Fiscal prudence is learned either by nurturing it in our attitude for life and business or by force. Greed is human nature and partly a stepping stone for learning the real truth that sustainable business cannot be achieved if leaders, managers, investors, lenders, managers don’t accept it in time. You can only pace uphill but if you keep running at a high speed beyond the peak, downhill towards the valley, you ought to fall as gravity rules persist.
CONDITION OF INDIAN ASSETS-
Private Equity, Family Offices, Business Houses from various sectors invested heavily in land from 2005-2008, followed by Banks and NBFC’s lending for development at higher valuations as market valuation without considering actual costs of land and construction, market absorption i.e. real demand of end-users. The growth was more of an investment push than demand-pull. Supply outstripped while demand faltered.
As FDI funds dried up after the 2008 Global Fiscal crisis while most developers promised multiple projects only on banners, posters, and brochures. Banks and NBFC’s continued lending considering the largest growing democracy of India has enough domestic growth in control even if there is a global meltdown with no afterthought of potentially large NPA’s in the making.
None of the large investors or lenders then questioned land sellers or developers on why most the land transaction price was not a realistic (residual value of the entire project) but was actually extortion money being extracted from en customers. Abnormal Land valuation across India is the main culprit for today’s unimaginable calmness, fuelled by the greedy land traders in the last decade.

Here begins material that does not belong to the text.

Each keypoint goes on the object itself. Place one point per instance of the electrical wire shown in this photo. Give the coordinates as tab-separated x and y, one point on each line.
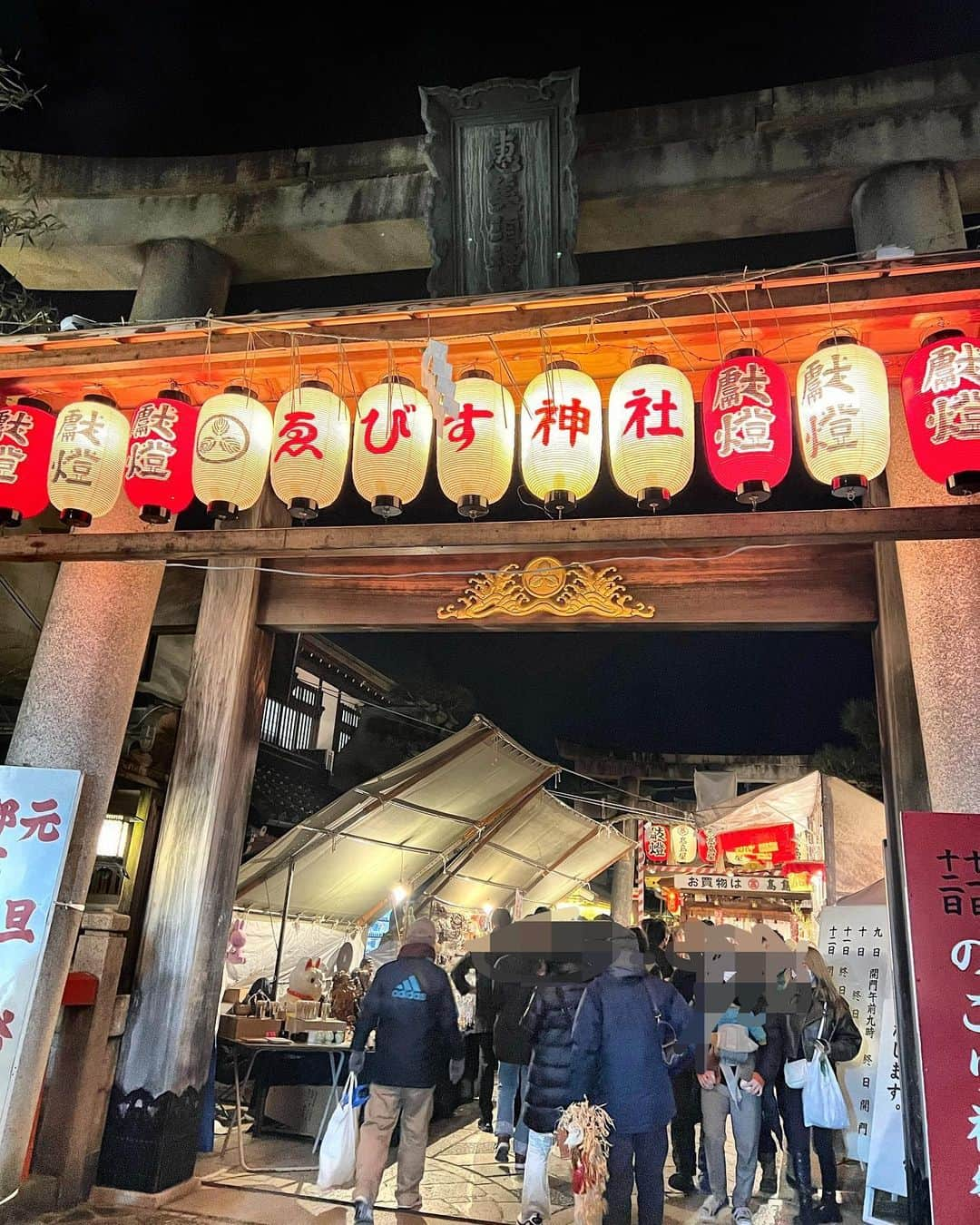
451	573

Most banks competed with other banks and continued lending for small and large projects without proper due-diligence creating more assets (loan books) for banks. As supply enhanced, while the disposable income of potential customers did not grow relatively, cashflows for developers strangled; repayments of banks and NBFC’s were restructured assuming eventually, cashflows will improve or more equity will be pumped in to sort out the issues.
As developers faltered on payments to some landowners, while not been able to accomplish multiple projects launched in hopes of exponential growth, having raised tons of advance from customers and investors; lenders have been left in the lurch while PE investors are either stuck up with the dead assets or have been left staring at negative returns while adding to the woes, ₹ (INR) crashed in global Forex markets from ₹40/$ in 2007 to ₹68-70 /$ in 2019.
While more than a decade has passed since the Lehman Crisis, banks and NBFC’s have grown with more NPA’s, Equity Fund investors have been waiting for exits or sold their ownership in distress, landowners have invested again in the land becoming “Asset Rich Cash Poor”. Only species who have filed for substantially higher IT returns in the last decade are many politicians
and their allies.
Land valuations have never been ascertained by other valuation processes other than market comparables which are actually deceiving as market research reports are authenticated with a bias of who pays for it.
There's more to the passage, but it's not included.